There are 2 BEVFusion config files with same pipeline but with differnt 3D rendering options. - ds3d_lidar_plus_multi_cam_bev_fusion.yaml renders each camera and LiDAR data into a multi-view windows, meanwhile projects LiDAR data and detected 3D bounding-box into each camera’s view to demonstrate LiDAR data alignment. - ds3d_lidar_plus_multi_cam_bev_fusion_with_label.yaml each camera and LiDAR data into a multi-view windows, meanwhile projects detected 3D bounding-box and labels into each camera’s view.

Replace the 2 config files with each other in the following tests to see the difference.

For x86:#

The script will first check and download the dataset if they are not in data/nuscene.

$ export NUSCENE_DATASET_URL="https://github.com/NVIDIA-AI-IOT/deepstream_reference_apps/raw/DS_8.0/deepstream-3d-sensor-fusion/data/nuscene.tar.gz"

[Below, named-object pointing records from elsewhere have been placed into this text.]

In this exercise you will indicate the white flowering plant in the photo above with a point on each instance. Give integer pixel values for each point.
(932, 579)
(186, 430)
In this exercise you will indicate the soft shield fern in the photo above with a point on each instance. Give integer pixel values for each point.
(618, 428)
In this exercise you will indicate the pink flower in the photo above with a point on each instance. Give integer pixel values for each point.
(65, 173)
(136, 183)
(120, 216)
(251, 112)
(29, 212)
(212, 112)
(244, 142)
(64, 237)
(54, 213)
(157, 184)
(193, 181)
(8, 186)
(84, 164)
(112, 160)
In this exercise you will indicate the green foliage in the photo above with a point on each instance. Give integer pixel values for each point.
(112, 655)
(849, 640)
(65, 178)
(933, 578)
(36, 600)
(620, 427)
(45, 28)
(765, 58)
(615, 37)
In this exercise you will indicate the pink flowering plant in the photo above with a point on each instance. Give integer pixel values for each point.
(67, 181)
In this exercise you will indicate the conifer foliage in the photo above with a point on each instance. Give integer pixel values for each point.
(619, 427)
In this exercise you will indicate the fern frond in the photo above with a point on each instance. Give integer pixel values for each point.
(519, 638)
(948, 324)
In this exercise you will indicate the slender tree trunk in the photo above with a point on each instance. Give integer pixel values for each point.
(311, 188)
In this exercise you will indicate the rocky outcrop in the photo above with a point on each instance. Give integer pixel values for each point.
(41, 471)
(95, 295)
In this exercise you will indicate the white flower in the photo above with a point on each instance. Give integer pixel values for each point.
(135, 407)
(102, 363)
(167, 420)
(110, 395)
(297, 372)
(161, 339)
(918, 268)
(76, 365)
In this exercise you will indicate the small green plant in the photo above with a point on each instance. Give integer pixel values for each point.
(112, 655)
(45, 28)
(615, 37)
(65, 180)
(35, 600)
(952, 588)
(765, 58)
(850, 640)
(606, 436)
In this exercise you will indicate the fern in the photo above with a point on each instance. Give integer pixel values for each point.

Run the script to download the dataset and start the pipeline demo:

$ bevfusion/docker_run_ds3d_sensor_fusion_bevfusion_pipeline.sh \
  ds3d_lidar_plus_multi_cam_bev_fusion.yaml

Or

$ bevfusion/docker_run_ds3d_sensor_fusion_bevfusion_pipeline.sh \
  ds3d_lidar_plus_multi_cam_bev_fusion_with_label.yaml

CTRL + C to terminate.

For Tritonserver on Remote machine:#

If tritonserver is running on a remote machine/container distinct from the ds3d pipeline, be sure to update the local gRPC config file at model_config_files/config_triton_bev_fusion_infer_grpc.pbtxt to use the IP address of the remote machine running tritonserver instead of localhost:

Update config file on local client machine.

grpc {
  url: "[tritonserver_ip_address]:8001"
  enable_cuda_buffer_sharing: false
}

Uncomment the following line in bevfusion/docker_run_ds3d_sensor_fusion_bevfusion_pipeline.sh to use your local configs:
```
MOUNT_OPTIONS+=" -v ./:${TARGET_WORKSPACE}"
```

Run the script on local machine:

$ bevfusion/docker_run_ds3d_sensor_fusion_bevfusion_pipeline.sh ds3d_lidar_plus_multi_cam_bev_fusion.yaml

Or

$ bevfusion/docker_run_ds3d_sensor_fusion_bevfusion_pipeline.sh ds3d_lidar_plus_multi_cam_bev_fusion.yaml nvcr.io/nvidia/deepstream:{xx.xx.xx}-triton-multiarch

Users can replace yaml config file to ``ds3d_lidar_plus_multi_cam_bev_fusion_with_label.yaml`` for tests as well.

For Jetson Devices:#

Follow steps in Start Tritonserver for BEVFusion Model [x86] on an remote x86 machine to set up the BEVFusion Triton inference server.
Follow steps in For Tritonserver on Remote machine:, update local config file model_config_files/config_triton_bev_fusion_infer_grpc.pbtxt and mount option as described.
Then, run the script on the prebuilt deepstream-triton image:

$ bevfusion/docker_run_ds3d_sensor_fusion_bevfusion_pipeline.sh ds3d_lidar_plus_multi_cam_bev_fusion.yaml nvcr.io/nvidia/deepstream:{xx.xx.xx}-triton-multiarch
$ bevfusion/docker_run_ds3d_sensor_fusion_bevfusion_pipeline.sh ds3d_lidar_plus_multi_cam_bev_fusion_with_label.yaml nvcr.io/nvidia/deepstream:{xx.xx.xx}-triton-multiarch

CTRL + C to terminate.

Usage:#

start tritonserver BEVFusion model on x86:

$ bevfusion/docker_run_triton_server_bevfusion.sh bevfusion/model_root

The cmdline would docker-run the deepstream-triton-bevfusion container to start tritonserver and listen port 8001 for grpc inference request/response.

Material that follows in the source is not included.